The One Nation One Ration Card system currently enables 80% of all ration card holders under the National Food Security Act to withdraw their entitled quota of foodgrains from any fair price shop anywhere in the country,” Paswan said.

The Internet-based system links Aadhaar biometric details of ration cards holders with their entitlement details, enabling a software to allow dispensation of foodgrains to any beneficiary anywhere. Until now, beneficiaries could only get access to rations in their home towns, which meant those who migrated elsewhere for work lost food aid.

“If one beneficiary member of a family which hails from Ranchi works in a factory in Chennai, he can withdraw his share of the quota as subsidised grains are allotted on a per head basis,” Paswan said.

The portability system essentially allows ration-card holders to draw rations from any electronically linked fair price shops.

A digitized, portable public distribution system is a boon for labour mobility because beneficiaries of the National Food Security Act who lose out on their monthly quota of subsidised food when they migrate will now be fully covered.

The scheme is now fully geared for seamless inter-state transactions in Andhra Pradesh, Bihar, Dadra and Nagar Haveli, Daman and Diu, Goa, Gujarat, Haryana, Himachal Pradesh, Jammu and Kashmir, Jharkhand, Karnataka, Kerala, Madhya Pradesh, Maharashtra, Manipur, Mizoram, Nagaland, Odisha, Punjab, Rajasthan, Sikkim, Telangana, Tripura, Uttar Pradesh and Uttarakhand.

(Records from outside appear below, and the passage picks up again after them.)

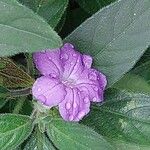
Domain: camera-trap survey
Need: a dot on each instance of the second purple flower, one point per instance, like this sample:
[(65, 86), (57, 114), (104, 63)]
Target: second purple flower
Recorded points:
[(68, 82)]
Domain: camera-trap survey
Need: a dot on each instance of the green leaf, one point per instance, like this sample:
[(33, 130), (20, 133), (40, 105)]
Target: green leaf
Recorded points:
[(11, 76), (14, 129), (76, 136), (51, 10), (137, 80), (38, 141), (94, 5), (4, 94), (116, 37), (143, 71), (124, 116), (133, 83), (122, 145), (23, 31)]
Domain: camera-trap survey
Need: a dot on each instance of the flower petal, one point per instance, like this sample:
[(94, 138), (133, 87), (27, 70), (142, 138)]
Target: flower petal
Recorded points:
[(72, 62), (75, 105), (48, 91), (92, 83), (48, 62)]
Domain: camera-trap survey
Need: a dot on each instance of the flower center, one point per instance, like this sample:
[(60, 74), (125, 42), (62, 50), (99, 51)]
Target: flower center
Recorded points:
[(69, 82)]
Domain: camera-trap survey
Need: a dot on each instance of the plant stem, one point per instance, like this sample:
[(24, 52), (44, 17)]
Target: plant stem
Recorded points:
[(30, 65)]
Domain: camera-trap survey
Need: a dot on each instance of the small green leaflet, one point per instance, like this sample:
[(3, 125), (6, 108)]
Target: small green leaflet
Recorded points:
[(21, 30), (115, 36), (14, 129), (74, 136), (12, 76)]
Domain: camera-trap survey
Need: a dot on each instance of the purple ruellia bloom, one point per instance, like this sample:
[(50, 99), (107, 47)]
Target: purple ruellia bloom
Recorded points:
[(68, 82)]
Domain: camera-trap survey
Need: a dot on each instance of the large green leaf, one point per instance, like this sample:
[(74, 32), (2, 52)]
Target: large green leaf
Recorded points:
[(133, 83), (116, 36), (23, 31), (4, 94), (124, 116), (38, 141), (143, 71), (51, 10), (122, 145), (74, 136), (14, 129), (12, 76), (91, 6), (137, 80)]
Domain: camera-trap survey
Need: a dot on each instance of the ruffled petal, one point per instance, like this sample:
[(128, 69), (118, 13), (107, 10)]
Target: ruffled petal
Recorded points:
[(72, 62), (49, 62), (92, 83), (75, 105), (48, 91)]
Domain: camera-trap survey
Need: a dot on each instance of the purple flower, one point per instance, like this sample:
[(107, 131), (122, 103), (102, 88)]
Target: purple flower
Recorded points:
[(68, 81)]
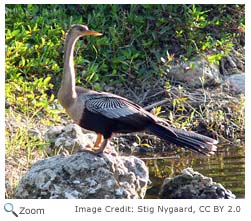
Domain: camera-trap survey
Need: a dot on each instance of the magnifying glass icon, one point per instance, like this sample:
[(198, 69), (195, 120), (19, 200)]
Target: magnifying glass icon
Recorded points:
[(8, 207)]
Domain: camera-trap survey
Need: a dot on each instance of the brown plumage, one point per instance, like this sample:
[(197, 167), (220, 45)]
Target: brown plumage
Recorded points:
[(107, 113)]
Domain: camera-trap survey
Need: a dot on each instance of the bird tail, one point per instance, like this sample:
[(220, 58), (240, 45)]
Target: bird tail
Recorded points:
[(190, 140)]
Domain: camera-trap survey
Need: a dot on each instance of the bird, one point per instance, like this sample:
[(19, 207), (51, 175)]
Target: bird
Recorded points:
[(106, 113)]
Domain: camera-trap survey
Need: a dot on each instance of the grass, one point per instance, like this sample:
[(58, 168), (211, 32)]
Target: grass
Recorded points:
[(136, 40)]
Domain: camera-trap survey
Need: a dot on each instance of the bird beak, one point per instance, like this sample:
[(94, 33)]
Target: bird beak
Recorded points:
[(92, 33)]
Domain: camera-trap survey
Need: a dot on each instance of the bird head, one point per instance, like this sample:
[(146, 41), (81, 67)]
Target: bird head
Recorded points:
[(82, 30)]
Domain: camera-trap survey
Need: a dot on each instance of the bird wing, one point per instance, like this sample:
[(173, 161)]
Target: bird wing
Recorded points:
[(113, 106), (121, 109)]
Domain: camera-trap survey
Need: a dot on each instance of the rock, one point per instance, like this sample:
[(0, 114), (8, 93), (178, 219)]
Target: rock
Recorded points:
[(67, 140), (193, 185), (236, 82), (85, 175), (192, 72)]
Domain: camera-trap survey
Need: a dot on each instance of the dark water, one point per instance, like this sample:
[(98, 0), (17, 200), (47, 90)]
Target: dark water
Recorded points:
[(226, 167)]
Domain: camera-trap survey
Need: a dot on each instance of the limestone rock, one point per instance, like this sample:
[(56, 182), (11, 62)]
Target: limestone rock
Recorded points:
[(85, 175), (193, 185), (236, 82), (67, 140), (192, 72)]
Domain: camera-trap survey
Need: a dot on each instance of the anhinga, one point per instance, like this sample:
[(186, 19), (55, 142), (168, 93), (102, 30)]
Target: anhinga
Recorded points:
[(107, 113)]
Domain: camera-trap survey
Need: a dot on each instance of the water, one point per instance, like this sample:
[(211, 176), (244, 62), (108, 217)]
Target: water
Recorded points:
[(226, 167)]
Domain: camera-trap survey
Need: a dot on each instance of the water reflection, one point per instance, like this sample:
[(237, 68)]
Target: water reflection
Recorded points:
[(226, 167)]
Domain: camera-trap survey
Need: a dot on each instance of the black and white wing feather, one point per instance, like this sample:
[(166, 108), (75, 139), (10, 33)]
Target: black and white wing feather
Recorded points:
[(113, 106)]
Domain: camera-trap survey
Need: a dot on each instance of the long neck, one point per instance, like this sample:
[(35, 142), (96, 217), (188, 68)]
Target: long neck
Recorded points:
[(67, 92)]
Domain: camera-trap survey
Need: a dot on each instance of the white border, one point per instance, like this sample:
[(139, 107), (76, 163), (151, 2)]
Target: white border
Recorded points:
[(64, 208)]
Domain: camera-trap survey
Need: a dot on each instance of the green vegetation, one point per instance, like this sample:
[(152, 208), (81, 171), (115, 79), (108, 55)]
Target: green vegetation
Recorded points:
[(135, 39)]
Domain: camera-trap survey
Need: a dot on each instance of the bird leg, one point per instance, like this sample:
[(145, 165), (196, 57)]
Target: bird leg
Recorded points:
[(102, 147), (99, 139)]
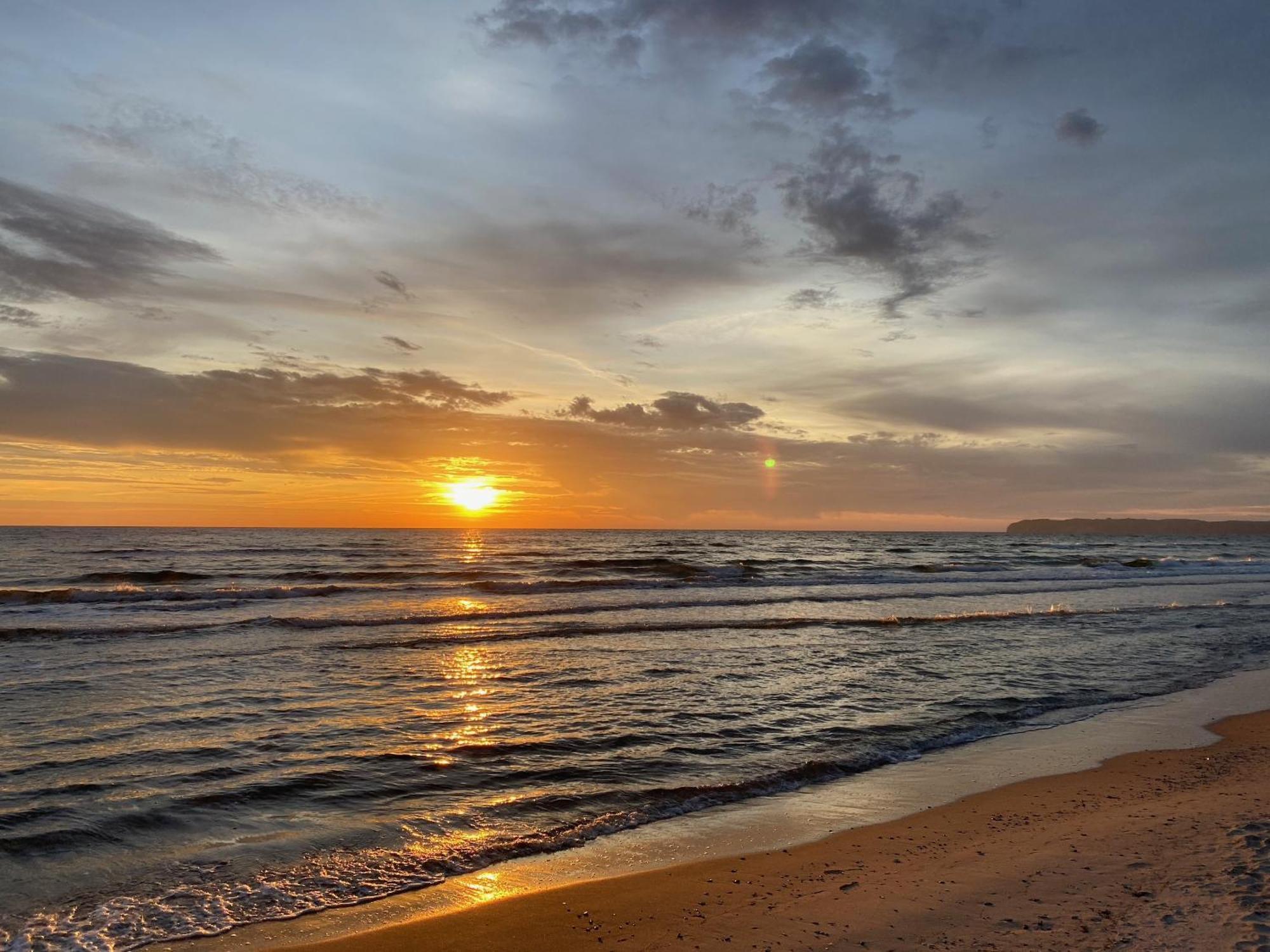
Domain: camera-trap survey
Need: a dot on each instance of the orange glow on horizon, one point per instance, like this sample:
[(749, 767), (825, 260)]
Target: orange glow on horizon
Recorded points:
[(473, 496)]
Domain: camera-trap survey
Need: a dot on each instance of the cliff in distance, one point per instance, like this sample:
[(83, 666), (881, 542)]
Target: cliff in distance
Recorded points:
[(1136, 527)]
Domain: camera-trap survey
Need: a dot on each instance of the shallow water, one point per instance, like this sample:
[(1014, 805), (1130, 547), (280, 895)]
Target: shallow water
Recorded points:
[(208, 728)]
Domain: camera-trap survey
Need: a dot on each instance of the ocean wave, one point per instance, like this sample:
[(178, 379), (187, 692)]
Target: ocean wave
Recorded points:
[(134, 593), (344, 878), (157, 577), (572, 631)]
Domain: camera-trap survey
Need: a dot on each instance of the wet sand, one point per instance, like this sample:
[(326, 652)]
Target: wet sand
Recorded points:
[(1151, 851)]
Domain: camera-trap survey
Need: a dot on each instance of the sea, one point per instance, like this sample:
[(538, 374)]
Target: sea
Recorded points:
[(208, 728)]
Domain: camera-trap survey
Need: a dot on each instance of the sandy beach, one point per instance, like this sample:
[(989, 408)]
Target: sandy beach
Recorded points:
[(1153, 851)]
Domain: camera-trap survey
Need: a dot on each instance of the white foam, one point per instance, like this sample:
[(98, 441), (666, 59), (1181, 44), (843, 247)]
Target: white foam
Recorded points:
[(778, 822)]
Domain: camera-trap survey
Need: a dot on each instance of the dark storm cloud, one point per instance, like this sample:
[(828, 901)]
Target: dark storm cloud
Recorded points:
[(59, 246), (20, 317), (674, 411), (863, 210), (824, 79), (401, 343), (1078, 126), (926, 35)]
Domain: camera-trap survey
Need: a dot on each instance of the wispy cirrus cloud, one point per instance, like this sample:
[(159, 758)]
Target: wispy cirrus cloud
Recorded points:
[(59, 246)]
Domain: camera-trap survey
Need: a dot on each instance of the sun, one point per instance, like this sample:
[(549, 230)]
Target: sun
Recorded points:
[(473, 496)]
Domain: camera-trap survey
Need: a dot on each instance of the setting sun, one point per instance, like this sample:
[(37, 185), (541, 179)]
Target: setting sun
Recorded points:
[(473, 496)]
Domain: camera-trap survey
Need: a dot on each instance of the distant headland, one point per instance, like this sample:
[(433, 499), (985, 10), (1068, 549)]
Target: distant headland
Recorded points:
[(1137, 527)]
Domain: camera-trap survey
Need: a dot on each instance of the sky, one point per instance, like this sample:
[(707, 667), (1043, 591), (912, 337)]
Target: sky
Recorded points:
[(944, 263)]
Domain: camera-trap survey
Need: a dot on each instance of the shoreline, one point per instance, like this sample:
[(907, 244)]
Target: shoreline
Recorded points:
[(775, 832)]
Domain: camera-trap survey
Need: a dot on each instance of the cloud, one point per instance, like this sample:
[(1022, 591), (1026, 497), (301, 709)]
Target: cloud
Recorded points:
[(862, 209), (20, 317), (401, 343), (813, 298), (674, 411), (730, 209), (54, 246), (563, 270), (1078, 126), (157, 147), (681, 458), (111, 403), (394, 284), (990, 130), (824, 79)]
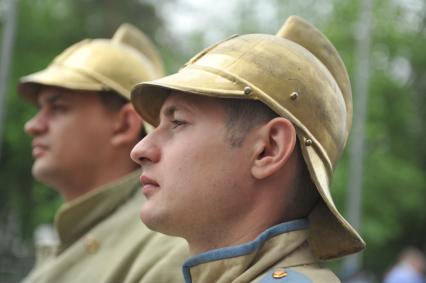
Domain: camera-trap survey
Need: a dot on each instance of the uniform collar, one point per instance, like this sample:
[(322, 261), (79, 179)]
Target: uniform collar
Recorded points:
[(78, 216), (250, 259)]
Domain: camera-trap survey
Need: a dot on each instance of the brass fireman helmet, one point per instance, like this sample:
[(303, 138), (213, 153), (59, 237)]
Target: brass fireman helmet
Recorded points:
[(114, 64), (297, 73)]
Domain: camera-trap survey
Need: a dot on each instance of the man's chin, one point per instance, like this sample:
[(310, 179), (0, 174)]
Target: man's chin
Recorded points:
[(42, 172)]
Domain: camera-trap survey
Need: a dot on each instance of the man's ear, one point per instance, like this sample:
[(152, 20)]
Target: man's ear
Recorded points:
[(127, 126), (274, 147)]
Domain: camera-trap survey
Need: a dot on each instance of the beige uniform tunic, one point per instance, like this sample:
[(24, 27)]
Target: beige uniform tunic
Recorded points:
[(280, 254), (102, 239)]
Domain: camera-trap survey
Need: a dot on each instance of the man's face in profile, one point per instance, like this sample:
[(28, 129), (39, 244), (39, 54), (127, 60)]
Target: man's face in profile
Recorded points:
[(192, 176)]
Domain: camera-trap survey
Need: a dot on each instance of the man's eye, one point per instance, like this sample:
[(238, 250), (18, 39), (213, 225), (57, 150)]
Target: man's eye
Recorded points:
[(58, 108), (177, 123)]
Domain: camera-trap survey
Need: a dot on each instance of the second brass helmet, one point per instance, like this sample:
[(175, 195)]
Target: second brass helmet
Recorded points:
[(115, 64), (297, 73)]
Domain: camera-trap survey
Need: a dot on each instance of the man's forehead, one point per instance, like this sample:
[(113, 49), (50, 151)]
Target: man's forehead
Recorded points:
[(51, 94), (177, 101), (188, 102)]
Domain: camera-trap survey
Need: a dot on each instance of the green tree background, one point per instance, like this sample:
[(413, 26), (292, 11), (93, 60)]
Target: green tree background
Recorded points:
[(394, 186)]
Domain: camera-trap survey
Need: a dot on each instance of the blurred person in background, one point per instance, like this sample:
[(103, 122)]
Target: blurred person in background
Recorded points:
[(410, 268), (82, 134), (248, 134)]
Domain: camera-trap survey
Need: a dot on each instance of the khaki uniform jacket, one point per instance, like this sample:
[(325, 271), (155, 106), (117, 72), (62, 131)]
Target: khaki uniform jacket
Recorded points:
[(280, 254), (103, 240)]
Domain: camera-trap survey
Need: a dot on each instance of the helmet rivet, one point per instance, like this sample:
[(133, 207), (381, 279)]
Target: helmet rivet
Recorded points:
[(294, 95), (247, 90)]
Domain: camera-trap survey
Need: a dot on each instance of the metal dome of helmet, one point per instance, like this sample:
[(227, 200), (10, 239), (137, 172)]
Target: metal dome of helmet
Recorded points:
[(297, 73), (114, 64)]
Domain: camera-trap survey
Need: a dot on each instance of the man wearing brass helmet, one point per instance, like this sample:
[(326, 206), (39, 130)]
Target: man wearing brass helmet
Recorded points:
[(247, 136), (82, 135)]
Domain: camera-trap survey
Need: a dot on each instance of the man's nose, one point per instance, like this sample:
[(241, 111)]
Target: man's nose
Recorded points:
[(36, 125), (146, 151)]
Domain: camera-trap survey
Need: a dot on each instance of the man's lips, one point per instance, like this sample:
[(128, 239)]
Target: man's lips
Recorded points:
[(38, 149), (148, 185)]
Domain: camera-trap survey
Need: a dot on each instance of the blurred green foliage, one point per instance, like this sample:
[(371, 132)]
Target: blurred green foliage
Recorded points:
[(394, 184)]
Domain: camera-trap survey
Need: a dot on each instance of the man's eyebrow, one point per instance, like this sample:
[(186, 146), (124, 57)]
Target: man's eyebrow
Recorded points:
[(169, 111)]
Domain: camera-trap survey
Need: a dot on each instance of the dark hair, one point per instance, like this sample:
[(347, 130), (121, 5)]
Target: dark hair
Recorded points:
[(242, 116)]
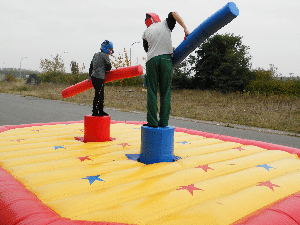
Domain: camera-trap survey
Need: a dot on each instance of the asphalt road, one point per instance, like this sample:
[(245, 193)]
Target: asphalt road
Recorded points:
[(15, 110)]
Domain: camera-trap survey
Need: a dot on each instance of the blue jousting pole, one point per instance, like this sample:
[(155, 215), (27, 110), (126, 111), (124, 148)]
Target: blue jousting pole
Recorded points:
[(211, 25)]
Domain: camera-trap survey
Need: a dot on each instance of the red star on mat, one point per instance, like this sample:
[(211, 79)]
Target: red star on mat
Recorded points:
[(124, 144), (240, 149), (204, 167), (84, 158), (79, 139), (268, 184), (190, 188), (18, 140)]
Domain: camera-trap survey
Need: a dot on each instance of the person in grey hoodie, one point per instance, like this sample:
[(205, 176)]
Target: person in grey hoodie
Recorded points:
[(100, 65)]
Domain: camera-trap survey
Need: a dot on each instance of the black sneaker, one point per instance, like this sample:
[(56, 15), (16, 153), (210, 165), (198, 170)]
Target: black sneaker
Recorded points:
[(103, 114)]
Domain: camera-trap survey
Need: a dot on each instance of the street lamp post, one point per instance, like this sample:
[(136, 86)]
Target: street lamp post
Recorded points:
[(130, 50), (20, 64), (62, 59)]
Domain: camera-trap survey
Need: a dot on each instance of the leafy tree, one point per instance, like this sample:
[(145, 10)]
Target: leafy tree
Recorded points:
[(223, 64), (52, 70), (52, 65)]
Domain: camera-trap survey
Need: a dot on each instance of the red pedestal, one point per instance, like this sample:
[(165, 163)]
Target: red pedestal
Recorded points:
[(96, 128)]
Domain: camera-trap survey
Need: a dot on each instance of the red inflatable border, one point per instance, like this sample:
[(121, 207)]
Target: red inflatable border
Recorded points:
[(20, 206)]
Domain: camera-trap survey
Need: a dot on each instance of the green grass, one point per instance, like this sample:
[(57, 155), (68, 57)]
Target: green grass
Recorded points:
[(271, 112)]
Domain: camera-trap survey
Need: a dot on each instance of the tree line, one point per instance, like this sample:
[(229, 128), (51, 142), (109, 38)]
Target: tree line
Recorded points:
[(222, 63)]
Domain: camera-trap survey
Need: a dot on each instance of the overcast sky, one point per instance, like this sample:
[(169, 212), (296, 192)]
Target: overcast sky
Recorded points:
[(40, 28)]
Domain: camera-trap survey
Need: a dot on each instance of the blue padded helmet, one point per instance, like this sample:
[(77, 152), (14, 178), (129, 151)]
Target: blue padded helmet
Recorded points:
[(106, 45)]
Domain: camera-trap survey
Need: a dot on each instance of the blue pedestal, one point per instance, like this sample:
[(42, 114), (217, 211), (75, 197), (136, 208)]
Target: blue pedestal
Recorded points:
[(157, 145)]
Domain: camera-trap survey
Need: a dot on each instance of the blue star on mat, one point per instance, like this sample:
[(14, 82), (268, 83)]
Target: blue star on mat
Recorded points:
[(183, 142), (266, 167), (92, 179), (57, 147)]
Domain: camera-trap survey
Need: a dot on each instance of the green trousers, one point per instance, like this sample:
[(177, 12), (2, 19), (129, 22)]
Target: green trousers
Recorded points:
[(159, 74)]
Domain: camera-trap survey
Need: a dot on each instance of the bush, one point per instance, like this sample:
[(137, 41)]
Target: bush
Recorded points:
[(59, 77), (289, 87), (10, 78)]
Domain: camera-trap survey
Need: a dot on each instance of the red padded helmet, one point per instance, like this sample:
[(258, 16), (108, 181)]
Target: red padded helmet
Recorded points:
[(151, 18)]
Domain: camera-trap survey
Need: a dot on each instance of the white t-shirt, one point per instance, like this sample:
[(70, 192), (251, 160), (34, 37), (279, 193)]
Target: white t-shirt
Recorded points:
[(158, 36)]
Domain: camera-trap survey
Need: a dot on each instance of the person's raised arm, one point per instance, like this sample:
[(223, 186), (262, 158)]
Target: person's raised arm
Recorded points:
[(180, 21)]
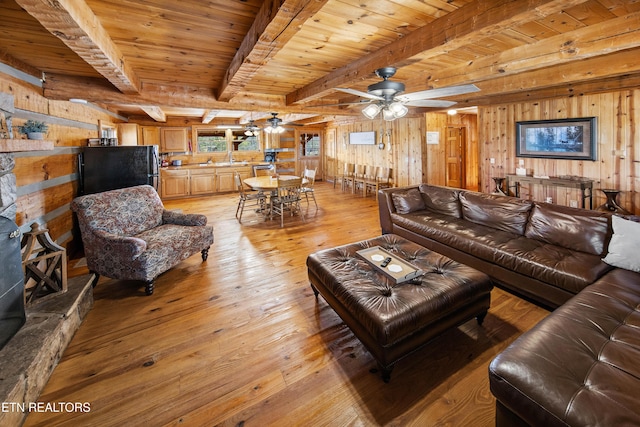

Inter-state portability, whereby a migrant draws subsidised food in a state other than his own, was initially tried on “clusters” of 12 “contiguous” states to iron out teething problems.

Ration quota under the National Food Security Act is designed on a per capita basis. Under the law, the poor receive 5kg of foodgrain per person per month at a subsidized rate of Rs 2-3 per kg.

Experts say the programme’s design has to account for the scale of internal migration. The Economic Survey 2016-17 used some new metrics to give updated data on migration. It suggested an annual inter-state migration flow of close to 9 million from 2011 to 2016 in a “circular” fashion based on data from railways.

A novel cohort-based migration metric, a statistical tool developed by former chief economic adviser Arvind Subramanian, revealed an annual “inter-state migrant population of about 60 million and an inter-district migration as high as 80 million” between 2001 and 2011. Subramanian had called for full portability of all welfare doles.

“The system is aimed to help migrant labourers, but we have come across routine cases of Internet connectivity and inclusion errors, whereby the needy don’t get foodgrains. So, we continue to demand universalisation of access to ration, without the need for Aadhaar,” said Ayesha, a Right to Food campaigners who goes by one name.